Informationsaustausch

Manchmal geschehen seltsame Dinge. Da flieg ich grad so mit meinem kleinen Raumgleiter in der Nähe von M7797421 vorbei, da kommt ein Raumschiff auf mich zu. Wie es das Raumfahrtgesetz in diesem Quadranten vorsah, hatte ich Kurs und Geschwindigkeit anzupassen, wenn ich Kontakt haben wollte. Das tat ich so und als ich längsseits lag, sah ich mir das Teil genauer an.

Es war ein wirklich mächtiger grosser Brocken, sicher einige Kilometer lang, und über und über mit Kuppeln, Plattformen und Zeug überwuchert, das ich nicht einordnen konnte.
Mein Computer aktivierte das Kommunikationssystem und ich funkte sie an.
«Hallo, ich bin SMY, Kapitän der «Cognity», wir sind ein Forschungsschiff und am Austausch von Informationen interessiert.»
«Wozu?»

Ich war überrascht. Fragt der mich, wozu Informationsaustausch gut sein soll. Hätte er gesagt, Informationsaustausch könnte uns gefährden, dann hätte ich dem zugestimmt. Wer etwas über sich preisgibt, der läuft auch Gefahr, dass es irgendwann gegen ihn verwendet wird. Aber es gibt noch viele andere Informationen, und über die zu sprechen ergibt meiner Meinung nach immer Sinn.
Also gab ich zur Antwort: «In dem Mass der Gewissheit wer man ist, wird das Vermögen zu sein vermehrt.»
«Wir wissen, wer wir sind.»
«Wer seid ihr?»
«Wir sind die Hnigs.»
«Ich grüsse euch, Hnigs! Also wisst ihr alles über euch und euren Platz in diesem Universum?»
«Wir haben Sensoren.»
Immerhin, einige Informationen hatte ich schon, aber damit wollte ich mich nicht zufriedengeben. Sensoren. Natürlich hatten sie Sensoren. Ohne wären sie nicht gerade weit gekommen. Ich interpretierte die Antwort so, dass ihnen die Informationen, die sie von den Sensoren bekamen, genügten, um ihren Flug fortsetzen zu können, sie aber an weiteren Informationen nicht interessiert waren.
«Interessieren euch nicht Informationen über andere Spezies, mit denen ihr Handel treiben könntet oder die für euch vielleicht gefährlich sind?
«Nein.»
«Aber ihr müsst doch irgendwoher Informationen beziehen!»
«Nein.»
Und nach einer kleinen Pause: «Wir machen uns unsere eigenen Informationen.»
Heiliger Bimbam!
«Wie meinst du das?
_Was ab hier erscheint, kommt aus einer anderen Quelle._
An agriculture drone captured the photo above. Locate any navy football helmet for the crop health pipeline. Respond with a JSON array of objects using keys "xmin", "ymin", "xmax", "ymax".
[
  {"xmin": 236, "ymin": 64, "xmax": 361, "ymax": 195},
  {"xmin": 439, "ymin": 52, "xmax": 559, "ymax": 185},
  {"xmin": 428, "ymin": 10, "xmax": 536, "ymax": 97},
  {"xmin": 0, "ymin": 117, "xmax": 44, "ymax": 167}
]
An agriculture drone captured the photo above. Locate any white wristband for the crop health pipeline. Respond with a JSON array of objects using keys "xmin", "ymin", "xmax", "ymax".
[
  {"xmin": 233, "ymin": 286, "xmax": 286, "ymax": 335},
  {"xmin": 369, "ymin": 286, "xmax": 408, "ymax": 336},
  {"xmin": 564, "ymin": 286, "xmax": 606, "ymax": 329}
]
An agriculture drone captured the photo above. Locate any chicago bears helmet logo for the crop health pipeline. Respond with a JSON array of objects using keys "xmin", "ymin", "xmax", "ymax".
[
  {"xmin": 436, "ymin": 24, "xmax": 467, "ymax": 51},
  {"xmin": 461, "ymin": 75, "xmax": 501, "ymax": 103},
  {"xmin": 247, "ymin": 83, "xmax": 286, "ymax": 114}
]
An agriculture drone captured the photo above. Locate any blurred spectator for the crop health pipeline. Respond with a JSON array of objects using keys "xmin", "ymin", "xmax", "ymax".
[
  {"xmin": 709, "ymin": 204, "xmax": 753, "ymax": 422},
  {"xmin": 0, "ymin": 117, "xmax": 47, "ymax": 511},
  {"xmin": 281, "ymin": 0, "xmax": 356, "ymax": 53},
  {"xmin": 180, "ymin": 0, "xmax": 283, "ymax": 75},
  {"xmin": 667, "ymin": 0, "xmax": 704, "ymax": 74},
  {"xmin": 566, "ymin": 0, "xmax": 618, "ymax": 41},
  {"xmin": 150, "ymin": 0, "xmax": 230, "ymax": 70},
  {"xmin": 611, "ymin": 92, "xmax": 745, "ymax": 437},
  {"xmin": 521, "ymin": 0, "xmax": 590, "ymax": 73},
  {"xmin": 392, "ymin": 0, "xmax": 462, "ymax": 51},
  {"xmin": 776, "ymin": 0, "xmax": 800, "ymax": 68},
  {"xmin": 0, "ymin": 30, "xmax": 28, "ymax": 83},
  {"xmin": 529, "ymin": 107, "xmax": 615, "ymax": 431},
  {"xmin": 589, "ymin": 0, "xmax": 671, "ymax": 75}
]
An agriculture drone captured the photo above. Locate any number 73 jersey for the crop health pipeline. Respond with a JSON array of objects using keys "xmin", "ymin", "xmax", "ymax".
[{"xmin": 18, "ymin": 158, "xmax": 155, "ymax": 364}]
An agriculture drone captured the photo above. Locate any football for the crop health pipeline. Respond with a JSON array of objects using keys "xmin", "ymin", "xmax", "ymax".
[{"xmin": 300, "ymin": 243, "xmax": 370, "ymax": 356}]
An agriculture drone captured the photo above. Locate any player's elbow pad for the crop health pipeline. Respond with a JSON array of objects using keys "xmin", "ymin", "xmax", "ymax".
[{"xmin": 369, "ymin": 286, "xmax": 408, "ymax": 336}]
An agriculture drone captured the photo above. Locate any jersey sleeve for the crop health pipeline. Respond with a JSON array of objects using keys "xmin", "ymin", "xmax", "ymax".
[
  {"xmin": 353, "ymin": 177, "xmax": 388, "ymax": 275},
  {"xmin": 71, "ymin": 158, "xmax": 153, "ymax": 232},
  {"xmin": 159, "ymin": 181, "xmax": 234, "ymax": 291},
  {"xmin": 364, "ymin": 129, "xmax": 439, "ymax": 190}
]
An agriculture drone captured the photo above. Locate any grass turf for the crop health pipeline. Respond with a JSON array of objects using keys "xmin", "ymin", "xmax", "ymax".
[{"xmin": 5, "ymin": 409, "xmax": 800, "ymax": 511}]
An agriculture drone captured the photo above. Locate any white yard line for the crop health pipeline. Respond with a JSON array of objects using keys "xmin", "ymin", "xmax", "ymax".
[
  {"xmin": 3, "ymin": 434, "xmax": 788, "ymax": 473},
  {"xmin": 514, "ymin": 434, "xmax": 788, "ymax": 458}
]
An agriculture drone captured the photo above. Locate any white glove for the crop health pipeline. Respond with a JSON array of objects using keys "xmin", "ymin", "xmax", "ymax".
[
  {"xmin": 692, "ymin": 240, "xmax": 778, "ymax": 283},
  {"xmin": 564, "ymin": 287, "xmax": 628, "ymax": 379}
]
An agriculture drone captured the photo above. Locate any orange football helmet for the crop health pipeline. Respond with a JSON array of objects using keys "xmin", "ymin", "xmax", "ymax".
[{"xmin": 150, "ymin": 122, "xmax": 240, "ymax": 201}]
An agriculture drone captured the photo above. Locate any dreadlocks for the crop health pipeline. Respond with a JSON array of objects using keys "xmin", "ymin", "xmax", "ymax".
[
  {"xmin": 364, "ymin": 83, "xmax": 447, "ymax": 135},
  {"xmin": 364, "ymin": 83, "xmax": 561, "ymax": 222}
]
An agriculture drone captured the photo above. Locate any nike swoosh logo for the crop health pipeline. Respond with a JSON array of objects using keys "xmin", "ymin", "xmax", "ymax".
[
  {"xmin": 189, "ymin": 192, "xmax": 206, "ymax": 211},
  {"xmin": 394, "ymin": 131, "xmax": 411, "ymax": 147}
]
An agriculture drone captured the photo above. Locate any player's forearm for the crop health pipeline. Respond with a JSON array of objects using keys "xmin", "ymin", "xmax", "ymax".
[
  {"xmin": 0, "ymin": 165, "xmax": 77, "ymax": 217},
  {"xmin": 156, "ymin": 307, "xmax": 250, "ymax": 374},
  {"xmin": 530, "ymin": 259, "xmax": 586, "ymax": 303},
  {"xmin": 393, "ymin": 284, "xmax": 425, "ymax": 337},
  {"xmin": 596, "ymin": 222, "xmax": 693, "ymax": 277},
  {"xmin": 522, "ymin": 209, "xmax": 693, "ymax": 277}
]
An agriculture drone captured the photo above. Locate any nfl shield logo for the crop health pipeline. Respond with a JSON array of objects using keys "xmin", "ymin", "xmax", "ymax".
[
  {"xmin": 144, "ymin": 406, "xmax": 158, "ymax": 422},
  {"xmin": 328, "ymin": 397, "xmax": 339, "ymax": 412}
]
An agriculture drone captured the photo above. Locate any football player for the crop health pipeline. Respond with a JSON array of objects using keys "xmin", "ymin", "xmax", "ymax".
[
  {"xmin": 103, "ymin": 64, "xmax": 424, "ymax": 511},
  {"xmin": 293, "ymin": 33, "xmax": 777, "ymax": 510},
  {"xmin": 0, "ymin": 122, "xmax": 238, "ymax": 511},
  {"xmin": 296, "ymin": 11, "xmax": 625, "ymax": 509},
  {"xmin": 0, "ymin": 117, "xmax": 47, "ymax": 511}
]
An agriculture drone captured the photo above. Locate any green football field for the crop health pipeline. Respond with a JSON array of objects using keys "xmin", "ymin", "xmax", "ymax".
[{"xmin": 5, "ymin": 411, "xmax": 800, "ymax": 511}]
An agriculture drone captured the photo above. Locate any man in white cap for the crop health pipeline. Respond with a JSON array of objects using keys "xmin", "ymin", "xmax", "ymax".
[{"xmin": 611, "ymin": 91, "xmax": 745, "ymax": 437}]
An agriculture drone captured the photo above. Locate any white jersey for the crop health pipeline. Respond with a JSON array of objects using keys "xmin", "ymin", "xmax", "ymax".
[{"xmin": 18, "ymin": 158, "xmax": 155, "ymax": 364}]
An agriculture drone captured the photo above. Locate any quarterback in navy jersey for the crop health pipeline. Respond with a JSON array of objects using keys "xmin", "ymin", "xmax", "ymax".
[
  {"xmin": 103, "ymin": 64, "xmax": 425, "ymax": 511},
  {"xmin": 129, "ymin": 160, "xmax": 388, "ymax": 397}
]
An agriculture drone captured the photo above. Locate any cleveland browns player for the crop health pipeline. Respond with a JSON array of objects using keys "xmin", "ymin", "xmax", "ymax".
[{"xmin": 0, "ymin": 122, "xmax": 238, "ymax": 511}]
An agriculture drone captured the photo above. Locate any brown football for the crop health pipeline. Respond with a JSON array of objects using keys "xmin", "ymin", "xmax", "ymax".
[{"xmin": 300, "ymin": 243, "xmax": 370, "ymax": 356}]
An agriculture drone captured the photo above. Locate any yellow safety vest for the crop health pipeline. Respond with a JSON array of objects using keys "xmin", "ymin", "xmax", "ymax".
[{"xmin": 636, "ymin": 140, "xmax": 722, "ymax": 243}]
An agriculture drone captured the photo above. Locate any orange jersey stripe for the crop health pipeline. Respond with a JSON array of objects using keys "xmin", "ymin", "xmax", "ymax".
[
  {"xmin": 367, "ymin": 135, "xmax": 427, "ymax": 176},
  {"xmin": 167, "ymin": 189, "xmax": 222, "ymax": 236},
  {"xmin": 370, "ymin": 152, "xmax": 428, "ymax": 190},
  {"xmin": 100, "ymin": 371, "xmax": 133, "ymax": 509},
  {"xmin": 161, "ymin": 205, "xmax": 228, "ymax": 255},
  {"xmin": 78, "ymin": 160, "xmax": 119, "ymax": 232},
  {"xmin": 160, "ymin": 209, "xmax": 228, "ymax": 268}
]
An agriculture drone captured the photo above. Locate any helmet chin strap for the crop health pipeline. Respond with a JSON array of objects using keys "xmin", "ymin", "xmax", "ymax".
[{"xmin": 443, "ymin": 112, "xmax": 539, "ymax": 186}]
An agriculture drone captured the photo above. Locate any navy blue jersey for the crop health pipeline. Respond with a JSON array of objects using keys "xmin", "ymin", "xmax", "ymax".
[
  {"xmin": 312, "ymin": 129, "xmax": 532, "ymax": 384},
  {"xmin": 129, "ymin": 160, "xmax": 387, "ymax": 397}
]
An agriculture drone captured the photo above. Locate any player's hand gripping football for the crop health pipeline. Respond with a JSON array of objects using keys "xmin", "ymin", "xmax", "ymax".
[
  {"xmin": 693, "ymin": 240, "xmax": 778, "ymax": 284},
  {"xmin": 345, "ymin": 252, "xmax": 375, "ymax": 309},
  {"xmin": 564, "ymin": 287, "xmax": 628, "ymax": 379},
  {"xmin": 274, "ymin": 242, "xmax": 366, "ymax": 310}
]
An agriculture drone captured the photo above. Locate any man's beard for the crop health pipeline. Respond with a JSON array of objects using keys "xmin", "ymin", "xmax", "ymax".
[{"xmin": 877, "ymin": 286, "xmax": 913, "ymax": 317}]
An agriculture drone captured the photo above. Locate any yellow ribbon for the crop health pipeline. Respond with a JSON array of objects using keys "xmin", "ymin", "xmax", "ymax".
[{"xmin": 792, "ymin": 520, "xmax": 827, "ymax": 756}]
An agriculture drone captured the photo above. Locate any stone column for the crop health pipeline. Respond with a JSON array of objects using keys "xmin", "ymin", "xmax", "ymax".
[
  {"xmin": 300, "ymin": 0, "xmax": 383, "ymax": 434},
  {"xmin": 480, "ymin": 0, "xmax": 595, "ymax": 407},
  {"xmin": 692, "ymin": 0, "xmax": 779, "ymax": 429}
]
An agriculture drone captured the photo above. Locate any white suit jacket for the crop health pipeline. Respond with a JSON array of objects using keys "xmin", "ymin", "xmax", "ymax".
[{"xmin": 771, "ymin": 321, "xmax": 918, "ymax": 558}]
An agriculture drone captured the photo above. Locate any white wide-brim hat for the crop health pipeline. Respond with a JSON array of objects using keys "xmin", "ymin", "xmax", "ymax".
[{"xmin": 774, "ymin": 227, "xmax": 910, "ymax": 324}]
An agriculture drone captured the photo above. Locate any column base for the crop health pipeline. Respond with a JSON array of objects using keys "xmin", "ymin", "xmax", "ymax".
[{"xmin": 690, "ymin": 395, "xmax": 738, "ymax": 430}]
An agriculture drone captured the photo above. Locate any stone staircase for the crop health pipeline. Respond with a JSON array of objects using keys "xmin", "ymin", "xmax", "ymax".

Ihr erfindet euch einfach euer eigenes Universum?»
«Wir haben Sensoren.»
«Die liefern aber nicht alle Informationen.»
«Wir machen uns unsere eigenen Informationen.»
«Jeder für sich oder jemand für viele?»
«Jeder für viele.»
Das war höchst interessant und auch ein wenig verwirrend. Also teilte jeder allen anderen seine Sicht des Universums mit.
«Wird jede Information von jedem für alle als Wahrheit betrachtet?»
«Ein Wort ist nicht übersetzt worden», meldete der Computer, und ich konnte mir vorstellen, welches. Ich wiederholte den Satz.
«Wird jede Information von einem für alle als Möglichkeit des Seins erachtet?»
«Ja.»
«Und wenn sie mit anderen Informationen kollidiert, ist das kein Problem?»
«Nein.»
«Verstehe ich richtig, zwei sich widersprechende Informationen können gleichberechtigt nebeneinander existieren?»
«Ja.»
Ich hatte genug gehört, da er offensichtlich weder Handel noch Austausch wollte, bedankte ich mich und machte, dass ich weiterkam. Offensichtlich war es bei denen auch nicht anders als bei uns auf der Erde.